As the Monitor noted a few years back in a column that drew more than the usual number of reader responses, there’s nothing worse than finding an error of fact in a nonfiction book. It makes the reader wonder whether finishing it is even worth the effort.
The Monitor looked at the following books, ranging from the silly to the more serious, when they were hot off the presses and garnering media attention in May 2005, and found errors aplenty.
Kissing Bill O’Reilly, Roasting Miss Piggy (St. Martin’s Press) is a slender volume of mini-essays by TV critic Ken Tucker. Thumbing through the book at a local bookstore, the Monitor chanced upon a reference to “the late Richard Moll,” the actor who played the towering, good-natured Bailiff Bull in the mid-1980’s hit sitcom “Night Court.” Richard Moll dead? How sad. The news came as a complete surprise, and with good reason. A Google search later that day confirmed that Moll is very much alive. (He’s also the son-in-law of Milton Berle, who happens to be genuinely dead.)
Being an aficionado of old TV shows, the Monitor turned with some interest to Tucker’s chapter on the 1960’s “Batman” series. Talk about an error-filled mess. Tucker has the show premiering in 1964, when in fact it debuted in January 1966. He claims there were “no fewer than three incarnations of Catwoman (Julie Newmar, Lee Meriweather, and Eartha Kitt),” when in fact Meriwether (Tucker misspelled her name) only appeared in the feature-length theatrical release, never in the TV series. And he writes that the show “burned out through overexposure after a mere two seasons,” when in fact it lived on for a third season (1967-68) with the character of Batgirl added to the cast.

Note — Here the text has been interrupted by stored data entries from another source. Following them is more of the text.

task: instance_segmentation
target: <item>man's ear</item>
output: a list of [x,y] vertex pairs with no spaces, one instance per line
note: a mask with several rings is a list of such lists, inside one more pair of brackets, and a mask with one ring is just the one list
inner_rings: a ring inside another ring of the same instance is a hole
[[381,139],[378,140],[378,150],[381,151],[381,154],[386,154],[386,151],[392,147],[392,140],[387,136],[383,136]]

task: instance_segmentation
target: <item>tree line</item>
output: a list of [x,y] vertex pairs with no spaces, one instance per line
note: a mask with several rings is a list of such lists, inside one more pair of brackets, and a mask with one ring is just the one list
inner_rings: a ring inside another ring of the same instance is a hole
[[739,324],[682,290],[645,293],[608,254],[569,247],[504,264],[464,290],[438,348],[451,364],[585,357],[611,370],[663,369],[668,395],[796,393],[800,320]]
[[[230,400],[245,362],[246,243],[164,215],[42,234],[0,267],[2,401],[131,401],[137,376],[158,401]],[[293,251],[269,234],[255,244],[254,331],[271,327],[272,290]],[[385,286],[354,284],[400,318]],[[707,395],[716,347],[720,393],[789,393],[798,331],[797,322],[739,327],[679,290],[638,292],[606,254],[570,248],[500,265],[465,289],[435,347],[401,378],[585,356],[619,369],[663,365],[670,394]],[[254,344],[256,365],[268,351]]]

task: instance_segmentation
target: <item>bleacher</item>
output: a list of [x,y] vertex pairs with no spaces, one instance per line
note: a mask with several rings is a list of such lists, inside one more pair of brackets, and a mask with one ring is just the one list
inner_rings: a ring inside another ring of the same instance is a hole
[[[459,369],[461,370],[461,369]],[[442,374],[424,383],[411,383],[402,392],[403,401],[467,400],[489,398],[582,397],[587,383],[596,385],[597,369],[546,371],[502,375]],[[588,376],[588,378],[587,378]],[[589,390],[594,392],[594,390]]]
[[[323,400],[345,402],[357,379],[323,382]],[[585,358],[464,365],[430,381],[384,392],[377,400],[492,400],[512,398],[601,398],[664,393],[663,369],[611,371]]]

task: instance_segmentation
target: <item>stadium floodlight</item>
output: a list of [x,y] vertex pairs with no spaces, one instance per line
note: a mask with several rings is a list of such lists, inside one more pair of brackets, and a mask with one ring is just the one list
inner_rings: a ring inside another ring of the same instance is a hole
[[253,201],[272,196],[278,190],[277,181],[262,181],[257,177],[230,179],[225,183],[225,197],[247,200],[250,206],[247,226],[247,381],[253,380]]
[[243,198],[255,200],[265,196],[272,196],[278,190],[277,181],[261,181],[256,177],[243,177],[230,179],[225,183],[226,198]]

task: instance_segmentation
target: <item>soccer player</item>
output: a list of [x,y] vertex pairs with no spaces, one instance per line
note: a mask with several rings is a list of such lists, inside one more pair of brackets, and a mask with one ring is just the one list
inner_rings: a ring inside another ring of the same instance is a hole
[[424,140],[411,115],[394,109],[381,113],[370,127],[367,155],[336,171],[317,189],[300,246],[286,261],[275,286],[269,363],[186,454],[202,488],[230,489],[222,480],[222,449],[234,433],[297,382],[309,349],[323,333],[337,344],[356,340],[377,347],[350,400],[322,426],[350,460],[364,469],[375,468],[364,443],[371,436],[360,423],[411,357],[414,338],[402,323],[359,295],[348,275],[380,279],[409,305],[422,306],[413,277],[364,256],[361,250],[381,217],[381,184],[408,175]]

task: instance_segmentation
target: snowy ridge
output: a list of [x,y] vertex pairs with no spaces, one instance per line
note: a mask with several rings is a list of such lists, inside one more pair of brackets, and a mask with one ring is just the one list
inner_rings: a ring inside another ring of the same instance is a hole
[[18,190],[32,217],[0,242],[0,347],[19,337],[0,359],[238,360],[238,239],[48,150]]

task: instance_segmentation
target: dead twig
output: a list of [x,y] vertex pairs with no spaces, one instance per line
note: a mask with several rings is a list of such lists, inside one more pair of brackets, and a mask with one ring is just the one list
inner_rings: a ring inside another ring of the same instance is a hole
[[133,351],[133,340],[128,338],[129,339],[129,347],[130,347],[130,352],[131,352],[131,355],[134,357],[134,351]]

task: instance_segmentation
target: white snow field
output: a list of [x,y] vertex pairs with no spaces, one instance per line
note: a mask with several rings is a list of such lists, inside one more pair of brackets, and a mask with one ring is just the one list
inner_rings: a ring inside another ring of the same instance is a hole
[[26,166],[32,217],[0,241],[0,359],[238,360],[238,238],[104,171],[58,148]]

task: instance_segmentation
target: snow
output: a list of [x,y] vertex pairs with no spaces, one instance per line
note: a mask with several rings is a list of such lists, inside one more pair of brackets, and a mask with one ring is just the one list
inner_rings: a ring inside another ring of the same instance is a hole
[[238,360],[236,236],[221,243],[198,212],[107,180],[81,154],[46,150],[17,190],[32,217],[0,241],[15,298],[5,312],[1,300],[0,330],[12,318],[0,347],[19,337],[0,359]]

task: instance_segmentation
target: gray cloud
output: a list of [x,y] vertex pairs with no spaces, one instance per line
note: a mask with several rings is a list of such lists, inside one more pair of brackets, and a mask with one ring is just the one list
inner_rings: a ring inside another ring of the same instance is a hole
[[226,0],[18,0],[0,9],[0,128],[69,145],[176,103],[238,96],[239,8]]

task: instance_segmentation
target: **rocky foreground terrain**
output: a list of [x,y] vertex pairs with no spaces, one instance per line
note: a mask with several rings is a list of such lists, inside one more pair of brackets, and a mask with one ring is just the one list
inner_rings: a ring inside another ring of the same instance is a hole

A more serious book is Jonathan Mahler’s Ladies and Gentlemen, the Bronx is Burning (Farrar, Straus and Giroux), an account of New York City in the eventful year of 1977 as seen through the prism of mayoral politics and the New York Yankees’ world championship season. Early on, Mahler describes Massachusetts Congressman Tip O’Neill as being “in his final weeks as Speaker of the House” in the fall of 1976. Actually O’Neill first began his tenure as Speaker of the House in 1977.
A Matter of Opinion (also published by Farrar, Straus and Giroux) is a memoir from Victor Navasky, publisher of the left-wing Nation magazine. Twice in the space of two pages he has the rival opinion journal National Review commencing operations in 1956, when in fact it was 1955. Navasky also relates an anecdote in which he has the journalist and Communist-turned-conservative Whittaker Chambers working as a contributing editor at National Review in 1963, when in fact Chambers died in 1961.
Finally, there’s David Harris’s The Crisis: The President, the Prophet, and the Shah – 1979 and the Coming of Militant Islam (Little, Brown).
Harris botches the identification of a television special on Senator Edward Kennedy that, due to its unflattering portrait of the Massachusetts senator and its airing on the evening of Nov. 4, 1979, coincidentally the very day mobs seized the U.S. Embassy in Tehran, quickly entered the annals of American political folklore. According to Harris the Kennedy fiasco was a segment on “60 Minutes,” when in fact it was an hour-long CBS News documentary that had nothing to do with “60 Minutes.”
But what really convinced the Monitor to forgo the Harris book was a quick read of the epilogue in which readers are brought up to date on the story’s central characters. In one howler, Harris writes that Warren Christopher (a deputy secretary in the Jimmy Carter State Department) “returned to Washington and served eight years as secretary of state” under Bill Clinton, which should come as news to Madeleine Albright, who served as secretary of state during Clinton’s second term.
Harris makes an equally bad mistake in tracking former senator and vice president Walter Mondale, whom he describes as having “returned briefly to the U.S. Senate in 2002 to fill out the few months remaining in the unexpired term of Minnesota senator Paul Wellstone, killed in a plane crash,” when in fact Mondale never returned to the Senate, even for a second – he was merely a candidate during the last week of the campaign, losing to Republican Norm Coleman. Gov. Jesse Ventura had appointed Dean Barkley, a close associate, to serve the remainder of Wellstone’s term.
The moral of the story? If you’re writing a report or an article or merely doing research for your own edification, never trust one source, however authoritative it may seem. Book publishers spend far less effort and expense on fact-checking than the average reader assumes.